Zur Diskussion über mathematisch‐statistische Modelle

Abstract

Reflections on mathematic statistical population models. Mathematic statistical population models are always established for certain, clearly determined purposes. The model of Auer (1968) on the grey larch bud moth should show whether or not single “key factors” are responsible for the observed cyclic population fluctuations. The goodness of fit between calculated and observed population fluctuations is very high (r² = 0.975). The stability of the observed gradation cycles seems not to be warranted by any single key factor, but by the cooperation of several regulating factors which, however, have different biological and thus mathematical.Varley (1970) criticized our method of mathematical calculation as leading to wrong conclusions and proposed another, much simpler mathematical proceeding.
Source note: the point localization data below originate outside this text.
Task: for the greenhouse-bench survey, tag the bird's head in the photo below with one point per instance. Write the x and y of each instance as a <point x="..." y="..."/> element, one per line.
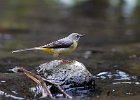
<point x="75" y="36"/>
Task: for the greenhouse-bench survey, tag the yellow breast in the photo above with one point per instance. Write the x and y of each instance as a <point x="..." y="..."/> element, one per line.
<point x="61" y="51"/>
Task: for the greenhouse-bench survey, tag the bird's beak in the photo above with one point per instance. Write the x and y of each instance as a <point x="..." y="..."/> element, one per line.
<point x="81" y="35"/>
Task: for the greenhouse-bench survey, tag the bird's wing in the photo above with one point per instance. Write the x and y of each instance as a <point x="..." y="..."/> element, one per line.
<point x="59" y="44"/>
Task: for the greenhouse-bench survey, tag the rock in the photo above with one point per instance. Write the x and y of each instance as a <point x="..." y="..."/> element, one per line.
<point x="68" y="75"/>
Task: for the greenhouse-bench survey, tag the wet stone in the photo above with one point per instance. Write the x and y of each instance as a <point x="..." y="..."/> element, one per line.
<point x="69" y="75"/>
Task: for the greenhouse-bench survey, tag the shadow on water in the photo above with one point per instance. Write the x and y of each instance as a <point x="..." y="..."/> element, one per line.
<point x="110" y="49"/>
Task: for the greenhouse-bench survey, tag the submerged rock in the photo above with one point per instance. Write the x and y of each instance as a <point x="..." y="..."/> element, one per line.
<point x="68" y="75"/>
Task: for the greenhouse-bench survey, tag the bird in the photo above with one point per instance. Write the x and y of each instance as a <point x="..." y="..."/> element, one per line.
<point x="60" y="47"/>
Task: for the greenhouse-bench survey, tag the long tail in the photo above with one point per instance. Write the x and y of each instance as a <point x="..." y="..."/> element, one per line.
<point x="27" y="49"/>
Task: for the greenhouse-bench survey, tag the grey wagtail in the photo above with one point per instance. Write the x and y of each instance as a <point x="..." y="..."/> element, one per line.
<point x="60" y="47"/>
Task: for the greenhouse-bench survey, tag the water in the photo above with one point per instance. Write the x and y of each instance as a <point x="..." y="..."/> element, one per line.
<point x="110" y="49"/>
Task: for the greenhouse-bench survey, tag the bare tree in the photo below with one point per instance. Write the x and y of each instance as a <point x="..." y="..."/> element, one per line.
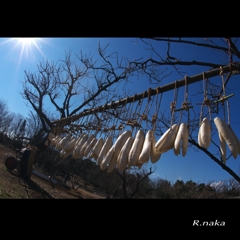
<point x="227" y="52"/>
<point x="72" y="85"/>
<point x="5" y="116"/>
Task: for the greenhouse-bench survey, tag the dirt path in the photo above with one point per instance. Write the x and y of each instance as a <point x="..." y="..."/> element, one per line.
<point x="12" y="187"/>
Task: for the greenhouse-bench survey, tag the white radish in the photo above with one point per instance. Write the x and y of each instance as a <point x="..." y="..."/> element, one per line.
<point x="105" y="148"/>
<point x="136" y="148"/>
<point x="146" y="150"/>
<point x="70" y="146"/>
<point x="166" y="142"/>
<point x="64" y="141"/>
<point x="96" y="149"/>
<point x="185" y="141"/>
<point x="76" y="151"/>
<point x="222" y="148"/>
<point x="205" y="133"/>
<point x="84" y="146"/>
<point x="228" y="136"/>
<point x="122" y="160"/>
<point x="155" y="155"/>
<point x="181" y="139"/>
<point x="116" y="150"/>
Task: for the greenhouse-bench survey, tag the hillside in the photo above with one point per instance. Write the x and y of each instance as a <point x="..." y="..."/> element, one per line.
<point x="11" y="187"/>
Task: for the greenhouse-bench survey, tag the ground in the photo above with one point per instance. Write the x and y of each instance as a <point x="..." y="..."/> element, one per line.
<point x="11" y="187"/>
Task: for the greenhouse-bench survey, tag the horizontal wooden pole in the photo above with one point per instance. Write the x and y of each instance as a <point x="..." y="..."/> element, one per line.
<point x="148" y="93"/>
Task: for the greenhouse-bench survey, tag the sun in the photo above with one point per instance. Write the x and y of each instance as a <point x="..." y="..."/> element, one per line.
<point x="26" y="41"/>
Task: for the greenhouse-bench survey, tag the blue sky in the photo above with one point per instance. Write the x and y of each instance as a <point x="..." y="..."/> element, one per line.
<point x="196" y="165"/>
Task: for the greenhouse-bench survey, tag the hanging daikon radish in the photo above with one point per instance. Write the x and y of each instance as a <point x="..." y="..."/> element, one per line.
<point x="181" y="139"/>
<point x="96" y="149"/>
<point x="64" y="141"/>
<point x="139" y="165"/>
<point x="204" y="135"/>
<point x="105" y="148"/>
<point x="166" y="142"/>
<point x="155" y="155"/>
<point x="122" y="160"/>
<point x="79" y="145"/>
<point x="228" y="136"/>
<point x="146" y="149"/>
<point x="222" y="148"/>
<point x="51" y="136"/>
<point x="113" y="153"/>
<point x="90" y="146"/>
<point x="70" y="145"/>
<point x="54" y="140"/>
<point x="58" y="141"/>
<point x="136" y="148"/>
<point x="199" y="139"/>
<point x="112" y="160"/>
<point x="62" y="153"/>
<point x="82" y="150"/>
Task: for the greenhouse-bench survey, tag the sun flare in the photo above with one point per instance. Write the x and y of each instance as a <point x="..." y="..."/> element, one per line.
<point x="26" y="41"/>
The mathematical and biological meaning of his method is analysed in some detail in the following chapters. These analyses show that Varley's method of calculation, when translated into the really executed operation with the true numerical values, is mathematically inadequate and biologically doubtful. The so called “residual mortality” has no real power of explanation and includes furthermore three single factors which are individually introduced in our model. It explains finally only: there may exist certain factors which have not been measured yet. This we knew without Varley's method. The purpose of our model is exactly contradictory to his conclusions: knowing the incompleteness of our biological data we ask: how much of the observed population dynamics can be explained by our measured biological information?